CS1003 (anti-PD-1) to global patient communities by partnering with a company

with an innovative business model and unique ability to commercialize these two

assets competitively against established treatments

-Terms demonstrate the significant global commercial potential of these two

assets and provide immediate cash proceeds to invest in strategic initiatives

CStone Pharmaceuticals ("CStone", HKEX: 2616) announced today an agreement to

out-license ex-Greater China rights for two key late-stage immuno-oncology

assets, sugemalimab (anti-PD-L1) and CS1003 (anti-PD-1), to EQRx, a

biopharmaceutical company with an innovative business model that will allow

these drugs to be competitively positioned in global markets against

established treatments for the target indications.

Under the terms of the agreement, CStone will receive an upfront payment of

US$150 million and up to US$1.15 billion in milestone payments for both drugs

as well as separate tiered royalties. EQRx will obtain exclusive rights to lead

global development and commercialization worldwide, excluding Mainland China,

Taiwan, Hong Kong and Macau.
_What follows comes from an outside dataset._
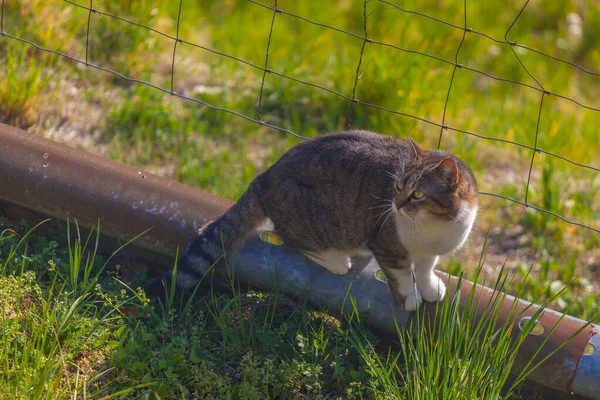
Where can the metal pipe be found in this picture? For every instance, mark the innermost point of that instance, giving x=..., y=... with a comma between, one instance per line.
x=64, y=183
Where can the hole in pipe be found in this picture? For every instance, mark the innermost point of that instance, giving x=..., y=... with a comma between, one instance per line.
x=537, y=329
CStone retains rights to CS1003 in Greater China,

where it can continue to pursue development as a monotherapy or as part of its

combination strategy for this drug.  

Frank Jiang, M.D., Ph.D., Chairman and Chief Executive Officer of CStone, said:

"We are pleased to be partnering with EQRx, an outstanding company led by an

exceptional management team with a track record of building and investing in

biotech companies as well as leadership roles at commanding heights of the

industry. They have a unique blend of expertise to execute on this agreement

and maximize the global potential of our two lead immuno-oncology assets. "

"This partnership demonstrates the clinical as well as the commercial potential

of sugemalimab and CS1003. Both are well suited to serve as backbone molecules

for various combination therapies, an approach that is part of EQRx's vision

for these drugs. The broad potential to develop combination therapies further

strengthens our ability to pursue our combo strategy for CS1003 in China. In

addition, the capital proceeds that we generate through this transaction will

enhance our ability to invest in strategic development initiatives and advance

our transition into a fully integrated biopharma company."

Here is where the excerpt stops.